Data de 1494 o ‘Summa de aritmetica, geometria et proporcionalita’, publicado em Veneza, da autoria do franciscano Luca Paccioli, que estudou profundamente as matemáticas do seu tempo e trabalhou com Leonardo da Vinci. Nesta obra explica-se pela primeira vez com detalhe o método das ‘partidas dobradas’, com base num trabalho de Fibonacci (protegido do  imperador Frederico II de Roma) que em 1202 tinha publicado o ‘Liber Abaci’,  um tratado de matemática em que se fazia referência ao método citado, na sequência de estudos feitos com matemáticos árabes (vide ‘Against the Gods - The Remarkable Story of Risk’, Peter L.Bernstein, J.Wiley  & Sons, 1996).

A determinação do valor de um património em dois momentos distintos, permite dizer, simplesmente calculando a respectiva diferença, se o seu proprietário arrecadou ou não cabedais (forma antiga de dizer lucros, já que o dinheiro só existia na forma de moeda e os meios monetários eram guardados em sacos de cabedal). Se este procedimento for seguido em datas certas e com critérios aferidos, ano após ano, para todos os patrimónios de uma região, o apuramento conjunto dar-nos-á a noção do enriquecimento global. Em breves linhas, está é a fundamentação histórica do plano de contabilidade (POC), a explicação lógica das operações anuais de ‘fecho de contas’ e da orientação destes procedimentos para finalidades fiscais.

É bastante óbvio o interesse da contabilidade para a governação das cidades e para a consolidação dos estados, podendo mesmo considerar-se que ‘a sua contribuição para o desenvolvimento global das economias terá dimensão idêntica à da invenção do engenho a vapor’ (op.cit.).

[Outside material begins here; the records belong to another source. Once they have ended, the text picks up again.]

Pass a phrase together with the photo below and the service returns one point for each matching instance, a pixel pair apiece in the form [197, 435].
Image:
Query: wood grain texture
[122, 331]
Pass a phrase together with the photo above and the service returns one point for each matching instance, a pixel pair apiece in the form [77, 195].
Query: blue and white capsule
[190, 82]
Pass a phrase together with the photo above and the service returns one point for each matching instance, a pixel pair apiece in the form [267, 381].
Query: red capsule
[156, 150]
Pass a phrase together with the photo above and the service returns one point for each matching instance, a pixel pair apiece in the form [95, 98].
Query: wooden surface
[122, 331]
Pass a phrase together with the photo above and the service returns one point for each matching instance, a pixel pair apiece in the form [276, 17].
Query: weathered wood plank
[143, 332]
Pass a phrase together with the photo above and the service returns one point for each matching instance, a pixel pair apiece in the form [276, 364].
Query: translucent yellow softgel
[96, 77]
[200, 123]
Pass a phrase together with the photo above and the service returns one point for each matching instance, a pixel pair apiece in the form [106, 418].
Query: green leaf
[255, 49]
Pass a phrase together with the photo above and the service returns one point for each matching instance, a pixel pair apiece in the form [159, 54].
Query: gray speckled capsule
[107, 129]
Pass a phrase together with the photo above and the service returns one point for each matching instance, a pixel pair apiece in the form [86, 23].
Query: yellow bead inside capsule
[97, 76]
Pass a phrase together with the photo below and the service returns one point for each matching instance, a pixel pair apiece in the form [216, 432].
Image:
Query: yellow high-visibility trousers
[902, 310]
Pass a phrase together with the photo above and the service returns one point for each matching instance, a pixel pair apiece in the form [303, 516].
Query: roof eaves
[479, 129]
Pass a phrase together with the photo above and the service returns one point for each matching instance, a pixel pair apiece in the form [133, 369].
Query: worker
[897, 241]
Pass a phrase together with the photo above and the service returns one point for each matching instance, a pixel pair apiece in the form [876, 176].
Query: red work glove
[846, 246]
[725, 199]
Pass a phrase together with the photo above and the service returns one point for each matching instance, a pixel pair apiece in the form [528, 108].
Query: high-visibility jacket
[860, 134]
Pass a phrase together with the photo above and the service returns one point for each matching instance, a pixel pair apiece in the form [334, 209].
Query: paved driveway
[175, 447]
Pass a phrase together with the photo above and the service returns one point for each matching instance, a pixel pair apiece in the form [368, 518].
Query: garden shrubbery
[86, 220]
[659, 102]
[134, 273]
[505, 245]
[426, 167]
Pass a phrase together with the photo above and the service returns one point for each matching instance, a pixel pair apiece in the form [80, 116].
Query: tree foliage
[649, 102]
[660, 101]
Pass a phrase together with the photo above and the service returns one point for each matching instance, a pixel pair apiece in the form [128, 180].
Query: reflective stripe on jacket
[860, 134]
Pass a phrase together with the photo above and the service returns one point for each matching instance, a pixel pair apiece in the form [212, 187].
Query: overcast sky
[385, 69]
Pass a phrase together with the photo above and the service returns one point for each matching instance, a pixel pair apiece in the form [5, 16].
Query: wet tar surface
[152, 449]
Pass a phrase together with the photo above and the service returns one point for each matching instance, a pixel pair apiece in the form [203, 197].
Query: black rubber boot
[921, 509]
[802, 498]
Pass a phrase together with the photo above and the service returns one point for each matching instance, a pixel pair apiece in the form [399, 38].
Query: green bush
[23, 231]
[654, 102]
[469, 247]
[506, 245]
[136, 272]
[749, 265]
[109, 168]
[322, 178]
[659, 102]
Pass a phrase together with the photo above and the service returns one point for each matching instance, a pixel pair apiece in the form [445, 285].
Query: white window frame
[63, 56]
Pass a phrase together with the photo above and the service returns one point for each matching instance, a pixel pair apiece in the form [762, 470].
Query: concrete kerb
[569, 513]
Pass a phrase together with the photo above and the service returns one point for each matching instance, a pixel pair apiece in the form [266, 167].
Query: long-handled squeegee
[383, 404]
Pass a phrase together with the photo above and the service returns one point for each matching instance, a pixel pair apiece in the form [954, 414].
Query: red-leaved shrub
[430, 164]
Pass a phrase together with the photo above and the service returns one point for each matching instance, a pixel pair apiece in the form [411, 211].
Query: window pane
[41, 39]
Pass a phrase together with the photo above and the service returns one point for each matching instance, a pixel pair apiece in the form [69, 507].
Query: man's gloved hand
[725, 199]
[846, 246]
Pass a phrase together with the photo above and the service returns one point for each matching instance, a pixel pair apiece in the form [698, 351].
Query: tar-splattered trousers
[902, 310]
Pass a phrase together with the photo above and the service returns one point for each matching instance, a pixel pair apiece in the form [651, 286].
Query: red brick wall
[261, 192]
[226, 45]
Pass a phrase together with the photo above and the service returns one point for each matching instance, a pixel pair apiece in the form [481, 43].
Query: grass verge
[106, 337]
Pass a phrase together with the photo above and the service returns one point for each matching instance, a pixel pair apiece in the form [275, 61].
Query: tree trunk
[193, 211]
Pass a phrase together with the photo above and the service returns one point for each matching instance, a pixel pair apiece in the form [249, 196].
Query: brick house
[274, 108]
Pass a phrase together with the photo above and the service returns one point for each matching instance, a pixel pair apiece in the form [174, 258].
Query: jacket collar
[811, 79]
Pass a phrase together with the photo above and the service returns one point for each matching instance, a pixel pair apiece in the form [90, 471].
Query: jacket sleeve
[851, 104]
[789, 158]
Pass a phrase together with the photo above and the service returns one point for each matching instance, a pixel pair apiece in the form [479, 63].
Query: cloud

Uma passagem breve pela história de Portugal torna razoavelmente evidente que a contabilidade terá tido algum papel na organização das empresas que armaram naus, correram riscos e dominaram rotas estratégicas, e na estruturação das finanças e do poder centralizado do estado. Na segunda metade do século XVIII, sob a  administração de Pombal, a disciplina ganhou, aliás, especial dignidade com a instituição da 1ª Aula de Contabilidade, que se destinava a apoiar o comércio, as indústrias e a marinha mercante, que nessa época conheceram efectivo desenvolvimento em Portugal. 

No último quartel do século XX a Contabilidade recebeu enorme impulso por via da normalização e do desenvolvimento da informática. As exigências da fiscalidade moderna, as operações bancárias internacionais, a globalização das economias e a dinâmica das bolsas de valores, têm tido plena correspondência na evolução normativa contabilística, cujo desenvolvimento é notável entre a Comunidade Europeia e os Estados Unidos. 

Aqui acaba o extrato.